El sábado pasado, en un acto celebrado en la Catedral de Nuestra Señora de la Pobreza y presidido por Monseñor Rigoberto Corredor Bermúdez, y que contó con la presencia de varios jerarcas de la Iglesia Católica, de la totalidad de los sacerdotes de nuestra Diócesis y de la feligresía pereirana, recibió la ordenación episcopal monseñor Rubén Darío Jaramillo Montoya, como nuevo obispo de la Diócesis de Buenaventura.

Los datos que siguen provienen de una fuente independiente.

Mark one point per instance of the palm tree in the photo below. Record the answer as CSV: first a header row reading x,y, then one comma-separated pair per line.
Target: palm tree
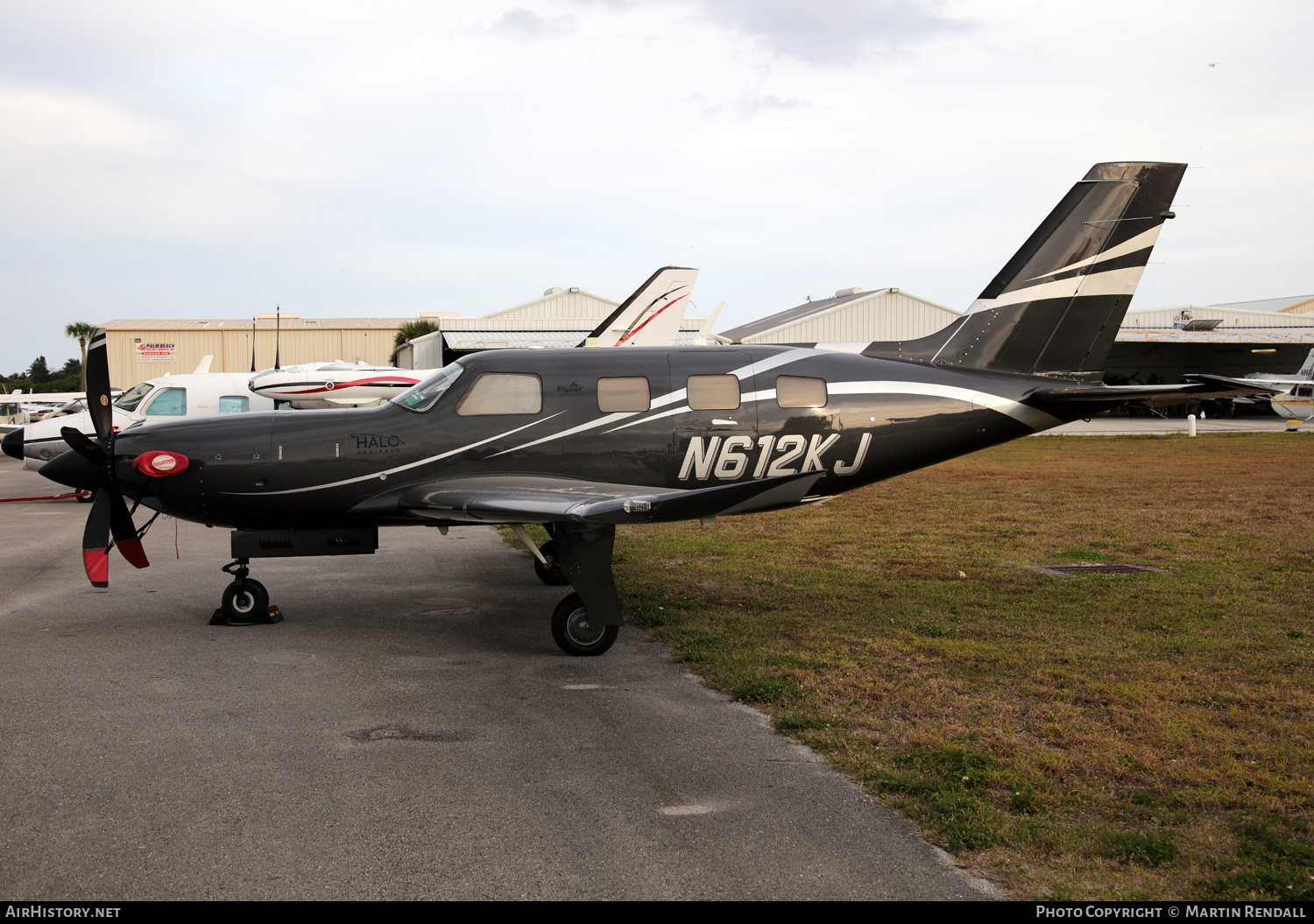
x,y
83,333
409,331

Monseñor Rubén Darío Jaramillo, nacido hace 51 años en Dosquebradas en el hogar cristiano conformado por los esposos Pedro Luis Jaramillo y Elicenia Montoya, fue designado hace unos días, de acuerdo a la Bula que lleva la firma del Papa Francisco, para dirigir la Diócesis de Buenaventura y de paso ennoblecer el catálogo de los prelados oriundos de nuestro departamento.

Monseñor Jaramillo, hombre culto, educador de excepcionales atributos y pastor por excelencia, lleva en su sangre la bondad y la laboriosidad de las gentes de esta tierra. Hizo sus primeras letras en la escuela pública y muy temprano ingresó al Seminario Mayor María Inmaculada de Pereira. El 4 de octubre de 1992 recibió la ordenación sacerdotal y más tarde obtuvo la Licenciatura en Educación Religiosa en la Universidad Católica de Pereira y el título en Gerencia de Instituciones de Educación Superior en la Universidad Santo Tomás.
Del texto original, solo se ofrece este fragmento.